A friend emailed me this article from Barron's, a normally conservative financial publication.
The online version of the magazine is subscription only ($99/year) so the link probably won't help much.
QUOTE
Unwarranted Executive Power
The pursuit of terrorism does not authorize the president to make up new laws
By THOMAS G. DONLAN
http://online.barrons.com/article/SB113538491760731012.htmlAS THE YEAR WAS DRAWING TO A CLOSE, we picked up our New York Times
and learned that the Bush administration has been fighting terrorism
by intercepting communications in America without warrants. It was
worrisome on its face, but in justifying their actions, officials have
made a bad situation much worse: Administration lawyers and the
president himself have tortured the Constitution and extracted a
suspension of the separation of powers.
It was not a shock to learn that shortly after the Sept. 11 attacks,
President Bush authorized the National Security Agency to conduct
intercepts of international phone calls to and from the United States.

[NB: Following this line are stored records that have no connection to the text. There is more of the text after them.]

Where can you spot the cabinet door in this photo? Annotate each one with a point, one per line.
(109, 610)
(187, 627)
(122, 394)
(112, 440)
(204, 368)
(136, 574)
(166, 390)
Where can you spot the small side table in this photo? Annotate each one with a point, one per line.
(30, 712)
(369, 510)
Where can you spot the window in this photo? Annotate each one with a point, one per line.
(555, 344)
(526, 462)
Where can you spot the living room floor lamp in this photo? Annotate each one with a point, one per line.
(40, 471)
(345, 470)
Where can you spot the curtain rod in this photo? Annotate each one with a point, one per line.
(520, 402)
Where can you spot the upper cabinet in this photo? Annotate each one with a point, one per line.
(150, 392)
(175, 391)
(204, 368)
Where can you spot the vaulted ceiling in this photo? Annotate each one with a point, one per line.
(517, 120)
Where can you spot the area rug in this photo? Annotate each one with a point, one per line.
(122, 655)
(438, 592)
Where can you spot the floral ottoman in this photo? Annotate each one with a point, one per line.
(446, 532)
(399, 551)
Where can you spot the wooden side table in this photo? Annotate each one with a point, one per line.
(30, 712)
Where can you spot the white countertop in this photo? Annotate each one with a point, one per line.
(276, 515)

The 1978 Foreign Intelligence Surveillance Act permits the government
to gather the foreign communications of people in the U.S. -- without
a warrant if quick action is important. But the law requires that,
within 72 hours, investigators must go to a special secret court for a
retroactive warrant.
The USA Patriot Act permits some exceptions to its general rules about
warrants for wiretaps and searches, including a 15-day exception for
searches in time of war. And there may be a controlling legal
authority in the Sept. 14, 2001, congressional resolution that
authorized the president to go after terrorists and use all necessary
and appropriate force. It was not a declaration of war in a
constitutional sense, but it may have been close enough for government
work.
Certainly, there was an emergency need after the Sept. 11 attacks to
sweep up as much information as possible about the chances of another
terrorist attack. But a 72-hour emergency or a 15-day emergency
doesn't last four years.
In that time, Congress has extensively debated the rules on wiretaps
and other forms of domestic surveillance. Administration officials
have spent many hours before many committees urging lawmakers to
provide them with great latitude. Congress acted, and the president
signed.
Now the president and his lawyers are claiming that they have greater
latitude. They say that neither the USA Patriot Act nor the 1978
Foreign Intelligence Surveillance Act actually sets the real boundary.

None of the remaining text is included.